In Memoriam: Bryan Ronald Wilson
(1926-2004)
and his contribution to the development of
Religious studies in Japan
delivered on 21st July, 2005, ISSR cpnference in Zagreb,
Croatia
Tsuyoshi Nakano, Soka University, Tokyo
First of all, as an executive committee member of Tokyo
Conference of IAHR (International Association for the History of
Religions), I would like to express deep gratitude to my dear
colleagues, President Enzo Pace, Karel Dobbelaere, Liliane Voye,
Jim Beckford, Peter Beyer and other friends of this SISR, for
coming to the conference held in the last March of this year. In
the conference, we set up 4 academic panels with those from SISR
and others, and the special reception in memory of Dr. Yoshiya
Abe, who had long been the council member from Japan and had made
a great effort since 1970s in order to establish good
relationship and mutual understanding between all of you and
Japanese scholars of religious studies together with late Dr.

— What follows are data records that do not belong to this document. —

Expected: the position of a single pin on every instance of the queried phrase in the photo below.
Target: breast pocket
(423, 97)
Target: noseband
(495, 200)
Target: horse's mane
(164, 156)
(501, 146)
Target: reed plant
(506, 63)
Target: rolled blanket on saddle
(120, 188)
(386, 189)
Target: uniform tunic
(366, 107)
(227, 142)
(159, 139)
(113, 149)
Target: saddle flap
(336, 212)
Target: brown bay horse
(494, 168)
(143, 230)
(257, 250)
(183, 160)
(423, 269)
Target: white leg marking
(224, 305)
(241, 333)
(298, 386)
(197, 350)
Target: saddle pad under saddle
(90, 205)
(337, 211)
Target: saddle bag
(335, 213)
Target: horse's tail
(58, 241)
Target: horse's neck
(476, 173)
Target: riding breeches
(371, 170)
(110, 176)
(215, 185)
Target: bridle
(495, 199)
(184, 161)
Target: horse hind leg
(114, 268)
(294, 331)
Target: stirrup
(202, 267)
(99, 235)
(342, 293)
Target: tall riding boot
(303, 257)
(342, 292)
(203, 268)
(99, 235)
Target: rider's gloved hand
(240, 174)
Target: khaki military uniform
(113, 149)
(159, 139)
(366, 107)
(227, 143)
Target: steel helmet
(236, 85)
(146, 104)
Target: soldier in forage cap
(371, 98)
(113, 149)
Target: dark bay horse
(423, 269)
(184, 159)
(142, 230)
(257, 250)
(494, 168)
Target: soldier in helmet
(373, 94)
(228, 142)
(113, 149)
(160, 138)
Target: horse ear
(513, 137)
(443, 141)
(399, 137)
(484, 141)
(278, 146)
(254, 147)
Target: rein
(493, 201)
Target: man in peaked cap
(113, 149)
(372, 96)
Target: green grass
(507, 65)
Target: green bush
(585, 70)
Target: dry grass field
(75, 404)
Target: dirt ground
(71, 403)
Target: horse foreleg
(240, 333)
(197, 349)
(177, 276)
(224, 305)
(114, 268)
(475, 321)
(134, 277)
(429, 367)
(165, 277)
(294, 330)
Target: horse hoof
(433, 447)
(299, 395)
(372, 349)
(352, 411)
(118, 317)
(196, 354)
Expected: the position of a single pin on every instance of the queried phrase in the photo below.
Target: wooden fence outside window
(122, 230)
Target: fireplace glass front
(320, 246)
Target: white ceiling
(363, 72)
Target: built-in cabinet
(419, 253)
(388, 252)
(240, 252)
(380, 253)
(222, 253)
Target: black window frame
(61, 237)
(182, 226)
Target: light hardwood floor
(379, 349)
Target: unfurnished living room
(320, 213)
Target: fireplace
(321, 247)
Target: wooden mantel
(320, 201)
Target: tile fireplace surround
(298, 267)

Bryan Wilson. Now, as a Japanese student who has learnt very much
from Dr. Wilson’s academic works and from his ascetic life style
like a monk, but always enjoying good wine, it is a great honor
to be able to speak here about him in Japan. Dr. Wilson became
well known even in Japan, in the early 70s, as an advocate of
secularization theory and the study of sects through his early
works. The first translation of his publication was Religious
Sects (1970). It was published in Japanese in 1972. I first
encountered with him when I first translated his Contemporary
Transformation of Religion (Oxford University Press, 1976
(1979)). Then I translated other two books; Religion in
Sociological Perspective, Oxford University Press, 1982 (2002), A
Time to Chant: the Soka Gakkai Buddhists in Britain, Oxford
University Press, 1994 (1997). I also could have been a Visiting
fellow of All Souls College under his support in 1988-89.